Fortunately, the Government took early action to prevent the Tower from passing into the hands of individuals who might wish to exploit the scenic wonder for private gain. In February 1890, Charles Graham filed a preemption application for the lands on which the Tower is situated. In August of the same year, the General Land Office issued an order to reject all applications on these lands. This order forestalled other attempts to acquire the Tower for speculative purposes.
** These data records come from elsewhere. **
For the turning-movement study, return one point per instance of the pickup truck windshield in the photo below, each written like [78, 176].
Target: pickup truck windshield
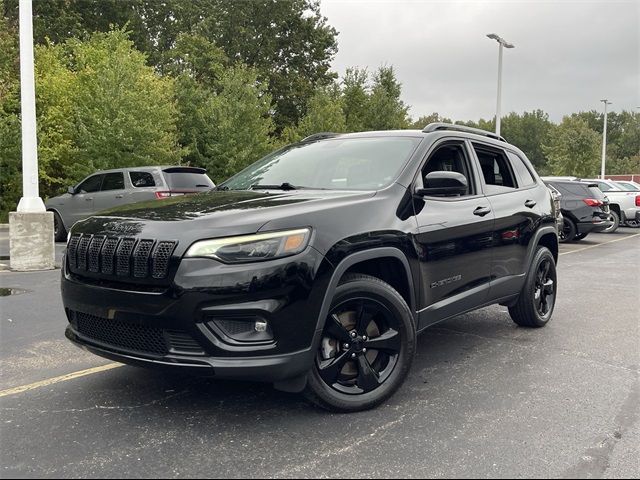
[368, 163]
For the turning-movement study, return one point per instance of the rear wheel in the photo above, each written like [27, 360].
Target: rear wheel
[568, 232]
[59, 232]
[616, 222]
[367, 347]
[538, 297]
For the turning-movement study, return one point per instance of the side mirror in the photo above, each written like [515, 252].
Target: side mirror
[444, 183]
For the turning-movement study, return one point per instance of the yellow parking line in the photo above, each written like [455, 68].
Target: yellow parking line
[600, 244]
[61, 378]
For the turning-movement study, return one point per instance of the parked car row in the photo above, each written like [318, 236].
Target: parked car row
[594, 205]
[107, 189]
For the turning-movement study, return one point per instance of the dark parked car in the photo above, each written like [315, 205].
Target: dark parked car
[113, 188]
[316, 267]
[585, 209]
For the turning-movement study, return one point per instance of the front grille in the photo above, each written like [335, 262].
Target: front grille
[131, 337]
[120, 257]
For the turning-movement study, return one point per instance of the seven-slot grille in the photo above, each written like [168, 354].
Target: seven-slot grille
[132, 337]
[122, 257]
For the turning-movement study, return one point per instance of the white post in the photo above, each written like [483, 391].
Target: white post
[604, 139]
[498, 114]
[30, 201]
[502, 43]
[31, 228]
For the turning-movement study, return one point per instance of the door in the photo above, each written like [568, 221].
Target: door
[80, 205]
[515, 198]
[454, 239]
[112, 193]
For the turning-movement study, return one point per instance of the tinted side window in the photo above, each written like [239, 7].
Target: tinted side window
[497, 174]
[522, 171]
[91, 184]
[142, 179]
[113, 181]
[449, 158]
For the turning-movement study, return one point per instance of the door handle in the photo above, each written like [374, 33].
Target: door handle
[481, 211]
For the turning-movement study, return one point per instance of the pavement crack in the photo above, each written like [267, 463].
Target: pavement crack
[595, 462]
[322, 456]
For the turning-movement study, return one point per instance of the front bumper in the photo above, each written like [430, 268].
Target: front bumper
[597, 225]
[176, 327]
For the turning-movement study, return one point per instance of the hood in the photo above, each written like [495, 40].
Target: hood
[212, 214]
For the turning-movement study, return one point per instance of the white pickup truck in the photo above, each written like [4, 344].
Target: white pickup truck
[624, 205]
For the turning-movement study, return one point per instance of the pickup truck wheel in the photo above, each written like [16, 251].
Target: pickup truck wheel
[367, 347]
[537, 299]
[568, 232]
[616, 223]
[59, 232]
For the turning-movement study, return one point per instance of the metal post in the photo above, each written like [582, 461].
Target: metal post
[604, 139]
[502, 43]
[498, 112]
[30, 201]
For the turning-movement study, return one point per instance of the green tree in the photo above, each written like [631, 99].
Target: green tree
[355, 98]
[573, 149]
[324, 114]
[529, 132]
[386, 110]
[124, 112]
[425, 120]
[239, 123]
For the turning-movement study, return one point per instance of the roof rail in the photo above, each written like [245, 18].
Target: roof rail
[434, 127]
[319, 136]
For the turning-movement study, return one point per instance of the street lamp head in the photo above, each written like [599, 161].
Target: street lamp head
[500, 40]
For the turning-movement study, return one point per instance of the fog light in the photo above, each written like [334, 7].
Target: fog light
[260, 326]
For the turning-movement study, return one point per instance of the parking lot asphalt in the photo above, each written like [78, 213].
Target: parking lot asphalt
[485, 398]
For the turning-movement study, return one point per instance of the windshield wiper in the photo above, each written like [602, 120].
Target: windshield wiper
[282, 186]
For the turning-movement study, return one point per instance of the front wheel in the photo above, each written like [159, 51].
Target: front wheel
[537, 299]
[367, 347]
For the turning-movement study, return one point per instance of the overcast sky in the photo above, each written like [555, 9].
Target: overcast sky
[568, 55]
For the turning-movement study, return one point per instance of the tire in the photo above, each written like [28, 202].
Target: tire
[349, 374]
[616, 222]
[537, 299]
[59, 232]
[568, 232]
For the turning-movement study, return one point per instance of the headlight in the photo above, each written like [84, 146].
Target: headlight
[251, 248]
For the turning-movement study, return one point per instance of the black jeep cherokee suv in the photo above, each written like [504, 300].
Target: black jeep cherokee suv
[315, 267]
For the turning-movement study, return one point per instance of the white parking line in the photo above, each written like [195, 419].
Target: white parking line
[600, 244]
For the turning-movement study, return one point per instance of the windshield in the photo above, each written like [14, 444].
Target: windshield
[629, 187]
[368, 163]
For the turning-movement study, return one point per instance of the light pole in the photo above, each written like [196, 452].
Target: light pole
[604, 138]
[31, 228]
[502, 44]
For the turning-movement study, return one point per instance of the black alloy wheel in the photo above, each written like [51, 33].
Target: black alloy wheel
[545, 289]
[366, 349]
[535, 304]
[360, 348]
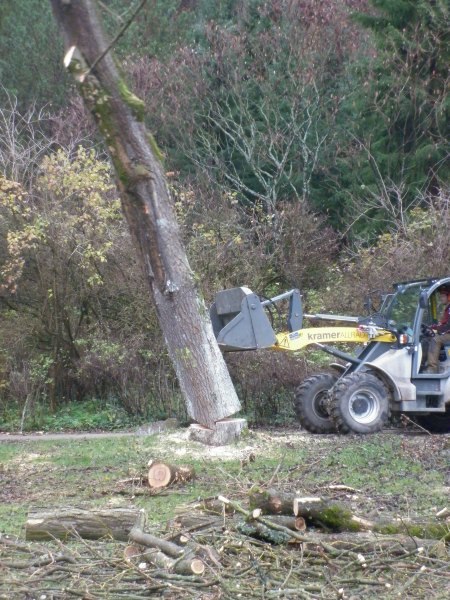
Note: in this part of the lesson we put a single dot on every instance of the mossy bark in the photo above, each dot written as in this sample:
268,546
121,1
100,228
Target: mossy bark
204,380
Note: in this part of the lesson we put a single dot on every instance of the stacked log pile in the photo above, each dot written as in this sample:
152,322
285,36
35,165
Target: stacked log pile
269,544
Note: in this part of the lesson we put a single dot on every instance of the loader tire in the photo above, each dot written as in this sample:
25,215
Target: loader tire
359,403
311,401
435,422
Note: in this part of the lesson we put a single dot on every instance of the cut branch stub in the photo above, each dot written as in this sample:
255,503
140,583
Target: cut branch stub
161,474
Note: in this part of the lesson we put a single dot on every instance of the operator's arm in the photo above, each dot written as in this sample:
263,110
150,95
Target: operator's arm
444,325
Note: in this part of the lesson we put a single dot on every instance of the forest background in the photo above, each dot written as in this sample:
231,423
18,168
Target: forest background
306,145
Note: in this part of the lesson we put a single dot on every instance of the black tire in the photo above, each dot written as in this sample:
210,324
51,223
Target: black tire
359,403
311,400
435,422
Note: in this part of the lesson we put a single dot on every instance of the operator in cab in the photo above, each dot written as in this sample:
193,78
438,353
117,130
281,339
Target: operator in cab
441,333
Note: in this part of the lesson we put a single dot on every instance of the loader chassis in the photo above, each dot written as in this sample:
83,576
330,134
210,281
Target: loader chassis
384,376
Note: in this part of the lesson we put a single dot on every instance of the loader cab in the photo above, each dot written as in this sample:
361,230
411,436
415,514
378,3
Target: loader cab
413,307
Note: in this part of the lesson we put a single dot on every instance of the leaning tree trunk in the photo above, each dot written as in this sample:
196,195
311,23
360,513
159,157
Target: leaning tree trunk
204,380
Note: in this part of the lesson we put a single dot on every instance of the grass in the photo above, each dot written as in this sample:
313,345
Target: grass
389,472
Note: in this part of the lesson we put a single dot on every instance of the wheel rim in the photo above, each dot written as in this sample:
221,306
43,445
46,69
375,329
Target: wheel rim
364,406
319,405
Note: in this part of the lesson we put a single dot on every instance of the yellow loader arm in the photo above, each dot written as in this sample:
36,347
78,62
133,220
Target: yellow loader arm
241,322
297,340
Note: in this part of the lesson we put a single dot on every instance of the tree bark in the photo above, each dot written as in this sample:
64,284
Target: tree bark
161,475
89,524
202,374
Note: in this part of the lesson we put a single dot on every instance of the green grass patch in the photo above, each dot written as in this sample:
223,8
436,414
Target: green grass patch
87,472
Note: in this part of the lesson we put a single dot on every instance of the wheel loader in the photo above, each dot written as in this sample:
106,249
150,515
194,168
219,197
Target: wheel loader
383,376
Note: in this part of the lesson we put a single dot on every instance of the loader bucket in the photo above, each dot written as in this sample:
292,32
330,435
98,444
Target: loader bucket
240,322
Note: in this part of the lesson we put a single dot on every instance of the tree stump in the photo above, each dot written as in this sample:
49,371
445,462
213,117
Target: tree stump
224,432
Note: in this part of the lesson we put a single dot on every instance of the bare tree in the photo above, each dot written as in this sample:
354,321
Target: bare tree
201,370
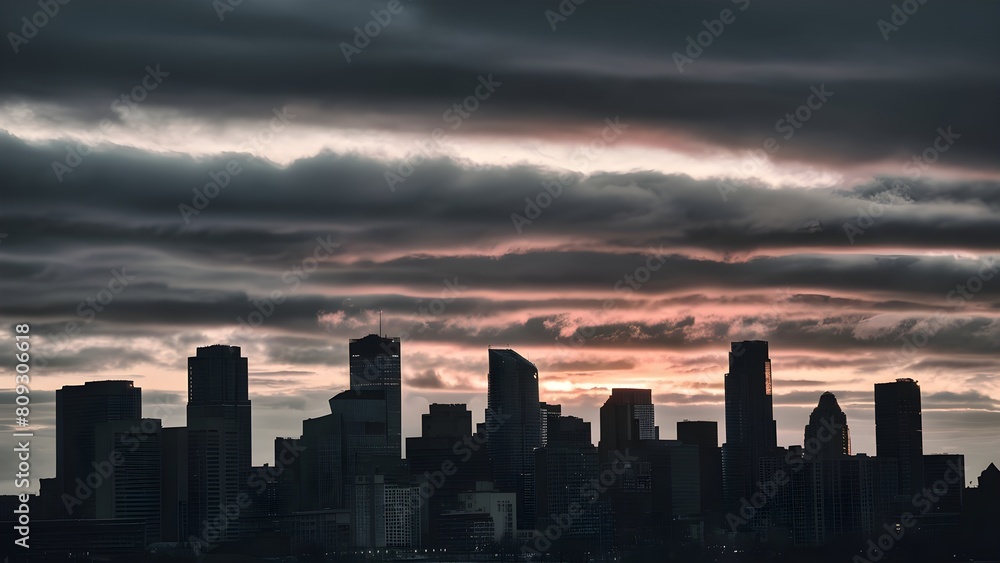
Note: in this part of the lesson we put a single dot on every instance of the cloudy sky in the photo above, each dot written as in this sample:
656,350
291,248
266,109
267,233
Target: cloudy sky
617,191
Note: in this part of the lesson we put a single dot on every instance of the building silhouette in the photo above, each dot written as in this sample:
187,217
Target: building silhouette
375,366
79,409
899,431
133,489
218,423
827,435
751,432
705,435
513,411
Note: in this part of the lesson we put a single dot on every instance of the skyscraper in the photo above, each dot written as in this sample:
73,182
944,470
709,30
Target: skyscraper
627,416
375,366
705,435
514,416
899,431
133,489
751,432
79,408
827,435
218,417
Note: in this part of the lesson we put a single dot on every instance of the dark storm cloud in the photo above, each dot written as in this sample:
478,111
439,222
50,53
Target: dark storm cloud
889,96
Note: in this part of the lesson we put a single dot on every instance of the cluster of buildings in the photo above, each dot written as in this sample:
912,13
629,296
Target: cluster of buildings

Meanwhile, support grew for the idea of preserving the Tower as a national or state park. In February 1892, Senator Francis E. Warren (1884-1929) of Wyoming wrote the Commissioner of the General Land Office asking him for assistance in preventing the spoilation of Devils Tower and the Little Missouri Buttes, located several miles to the northeast. Several weeks later, the Land Office issued an order setting aside, under the Forest Reserve Act of March 3, 1891, some 60.5 square miles, which included both the Tower and the Little Missouri Buttes, as a temporary forest reserve. This reserve was reduced in June 1892 to 18.75 square miles and the unreserved portion in 1898 was restored to settlement.
In the same year, Senator Warren introduced a bill (S. 3364) in the United States Senate for the establishment of “Devils Tower National Park.” Acting on the advice of the General Land Office, the Senator requested in his proposal that 18.75 square miles or 11,974.24 acres, which included both Devils Tower and the Little Missouri Buttes, be set aside for the park. The bill, which was introduced on July 1, 1892, was read twice by its title and referred to the Committee on Territories. It appears that Congress took no further action on the proposal.
It was not until fourteen years later that Devils Tower became a national monument. Although the proposal to make the area a national park apparently did not receive much public support, the proponents were sufficiently influential to keep it in timber reserve status. Following the passage of the Antiquities Act in June 1906, Frank W. Mondell (1860-1939), Representative-at-large from Wyoming and resident of Newcastle, lent his support to the plan to have the area preserved as a national monument. Mondell was a member and later chairman of the important House Committee on Public Lands. It was apparently as the result of his influence, more than that of any other individual, that President Theodore Roosevelt, on September 24, 1906, proclaimed Devils Tower as a national monument. Upon the recommendation of the Commissioner of the General Land Office, the acreage set aside was only 1,152.91 acres, believed by him to be “sufficiently large to provide for the proper care and management of the monument” under the terms of the Antiquities Act. The Little Missouri Buttes were not included in the monument area. The remainder of the reserve was opened to settlement in 1908.